Keras is not a machine learning platform itself, but rather a high-level API for a number of platforms. At present, the Keras API is available for CNTK, Tensorflow, and MXNet. R programmers who would like to use any of these platforms need only install Keras. The Keras R package will then permit ML development from R Studio or whatever IDE the R analyst might prefer.
The architecture of a machine learning system is often determined by the data itself. People interested in image recognition often face difficulties with the computational demands of complex algorithms. They are limited by CPU cycles. In contrast, workers performing sentiment analysis of tweets or newsfeeds may be limited by the sheer volume of data to be analyzed. Folks in this latter category may well benefit from Apache Spark.

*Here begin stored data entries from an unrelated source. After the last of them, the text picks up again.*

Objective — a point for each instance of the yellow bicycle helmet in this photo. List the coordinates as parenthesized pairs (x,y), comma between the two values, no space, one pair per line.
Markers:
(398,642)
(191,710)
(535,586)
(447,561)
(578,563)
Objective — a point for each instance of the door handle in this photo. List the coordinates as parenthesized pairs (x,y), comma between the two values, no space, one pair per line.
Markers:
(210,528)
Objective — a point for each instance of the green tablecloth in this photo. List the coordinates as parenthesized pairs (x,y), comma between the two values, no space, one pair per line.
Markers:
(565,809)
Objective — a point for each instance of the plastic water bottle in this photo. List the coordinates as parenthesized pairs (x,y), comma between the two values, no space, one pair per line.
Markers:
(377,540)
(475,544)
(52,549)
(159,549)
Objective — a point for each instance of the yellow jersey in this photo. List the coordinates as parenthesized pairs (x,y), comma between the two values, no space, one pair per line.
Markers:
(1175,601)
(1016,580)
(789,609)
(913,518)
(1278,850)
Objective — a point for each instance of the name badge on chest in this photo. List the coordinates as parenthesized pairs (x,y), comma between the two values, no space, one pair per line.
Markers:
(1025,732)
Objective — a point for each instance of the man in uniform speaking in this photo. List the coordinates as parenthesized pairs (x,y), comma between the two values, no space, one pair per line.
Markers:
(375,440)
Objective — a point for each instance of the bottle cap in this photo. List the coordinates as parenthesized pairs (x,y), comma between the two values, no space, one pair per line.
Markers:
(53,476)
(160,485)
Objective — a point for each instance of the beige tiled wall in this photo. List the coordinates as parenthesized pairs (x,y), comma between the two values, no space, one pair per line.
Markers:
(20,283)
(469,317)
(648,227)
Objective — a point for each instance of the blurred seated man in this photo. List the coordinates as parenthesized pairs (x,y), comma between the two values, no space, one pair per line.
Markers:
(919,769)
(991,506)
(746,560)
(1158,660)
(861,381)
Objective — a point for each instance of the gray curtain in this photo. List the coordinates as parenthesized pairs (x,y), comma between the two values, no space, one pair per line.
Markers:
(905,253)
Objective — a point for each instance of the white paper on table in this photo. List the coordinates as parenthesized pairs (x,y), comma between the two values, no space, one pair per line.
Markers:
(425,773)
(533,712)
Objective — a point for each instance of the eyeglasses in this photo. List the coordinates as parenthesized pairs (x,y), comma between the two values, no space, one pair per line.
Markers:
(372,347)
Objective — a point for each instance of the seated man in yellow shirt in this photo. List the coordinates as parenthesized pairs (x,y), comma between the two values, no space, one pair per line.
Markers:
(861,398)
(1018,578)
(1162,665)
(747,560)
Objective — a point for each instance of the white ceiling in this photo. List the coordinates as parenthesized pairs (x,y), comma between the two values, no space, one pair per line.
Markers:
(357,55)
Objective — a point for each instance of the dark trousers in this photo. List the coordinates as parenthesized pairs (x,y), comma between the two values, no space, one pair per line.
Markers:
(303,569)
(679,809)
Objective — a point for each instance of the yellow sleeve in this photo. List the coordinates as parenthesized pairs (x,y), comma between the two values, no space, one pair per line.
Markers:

Apache Spark is so often used in conjunction with Hadoop there are many who think that it must be used with Hadoop. This is not the case. Whether standing alone or integrated with hadoop, Spark is useful anywhere the large volumes of data to be analyzed are spread across distributed servers. The default installation of Spark includes, among other things, an engine for executing distributed R and a machine learning library.
Selecting a machine learning platform involves considerations that go beyond technical considerations. Will the platform continue to evolve as machine learning does? Are there books, blogs, and tutorials? Are there places to turn for help if needed?
Tensorflow from Google seems be enjoying a great surge in popularity. While there are many aspects of tensorflow where I think Google has fallen a little short, there are many valuable resources for learning tensorflow. Other vendors have provided tensorflow support within their own products. For example, Intel’s Myriad series of video processing chips provide support for Tensorflow execution graphs (as well as support for Caffe).
Considering the high quality of many of today’s machine learning platforms it would be difficult to make a choice that was truly poor. In my opinion, however, I would lean towards Microsoft’s ML Server and CNTK for a Windows platform. On Linux I the availability of code examples, pre-trained models and documentation would push me towards Tensorflow. In both cases, I would supplement the functionality of these platforms with Keras.